Tash Whitaker, a UK-based global compliance consultant, echoed the comments made by those opposing the new data agreement, saying it was unlikely that it would meet the requirements of a suitable agreement. “In addition, there is a need for judicial redress for data subjects within domestic law. The executive order suggests that this happening by referring to a 'Data Protection Review Court'.”, Whitaker said. 

Why do businesses want a new Privacy Shield?

According to Lartease Tiffith, vice president of public policy at the New York-based business group Interactive Advertising Bureau (IAB), businesses want to expedite the painstaking legal processes that the transatlantic data transfer agreement is subject to, and do so in a way that meets EU standards and avoids any sanctions from EU Data Protection Authorities (DPAs).

Tiffith noted that in the absence of a Privacy Shield or similar agreement, companies have to verify that data transfers are made in accordance with GDPR with standard contractual provisions and said: “The problem with that is that they are very laborious—I wouldn’t even call them standard contractual clauses because in some ways you have to negotiate every single one of them, so standard is probably a misnomer."

Tiffith said almost 70% of the more than 5,000 US companies that enlisted in Privacy Shield are small companies that do not have the resources to negotiate multiple contracts with all their data providers, and this is also a burden for large companies.

According to Tiffith, the objective of the Privacy Shield and the new emerging agreement is to eliminate the obligation to enter into individual data privacy agreements with each supplier after the companies have declared that they comply with the established guidelines.

Tiffith continued: " The other consideration is that even with the standard contractual clauses, companies are subject to DPA enforcement, if they find you don't have a sufficient clause or it didn't cover everything it should."

Data transfer agreement expected to encounter legal hurdles

Tiffith said that the executive order signed by Biden is a step in the right direction and laid the groundwork for a definitive agreement.
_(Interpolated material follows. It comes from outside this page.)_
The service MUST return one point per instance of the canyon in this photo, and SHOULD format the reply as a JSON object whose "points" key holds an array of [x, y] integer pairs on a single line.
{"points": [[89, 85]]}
He emphasized that establishing data flow without hindrance is of paramount importance for the development of technologies in medicine, cybersecurity, and various other sectors, as well as media and advertising and, the trade of consumer goods.

He also stated that despite all this, the agreement "could encounter legal hurdles", taking into account the initial criticisms of the executive order.

Armstrong, a compliance and technology lawyer at Cordery, joined Tiffith in warning businesses not to take the encouraging words of the US and EU officials too seriously. “There’s too much at stake for businesses to rely on those words of comfort especially given the issues which remain with data transfer and the likely challenges,” said Armstrong.

Armstrong said that the new plan would be delayed due to the EU approval process and potential obstacles and that it would not be possible for the regulation to take effect until late spring 2023 at the earliest. Armstrong stated that, even in this event, most organizations would only be willing to accept this agreement on a temporary basis while they work on different compliance measures and go over data transfer security measures, especially with the organizations they send data to.

Whitaker said: " All in, it is possible that the US does get some sort of EU adequacy off the back of this, but it will likely be short lived as the lobbyists will be challenging it in court faster than you can say GDPR."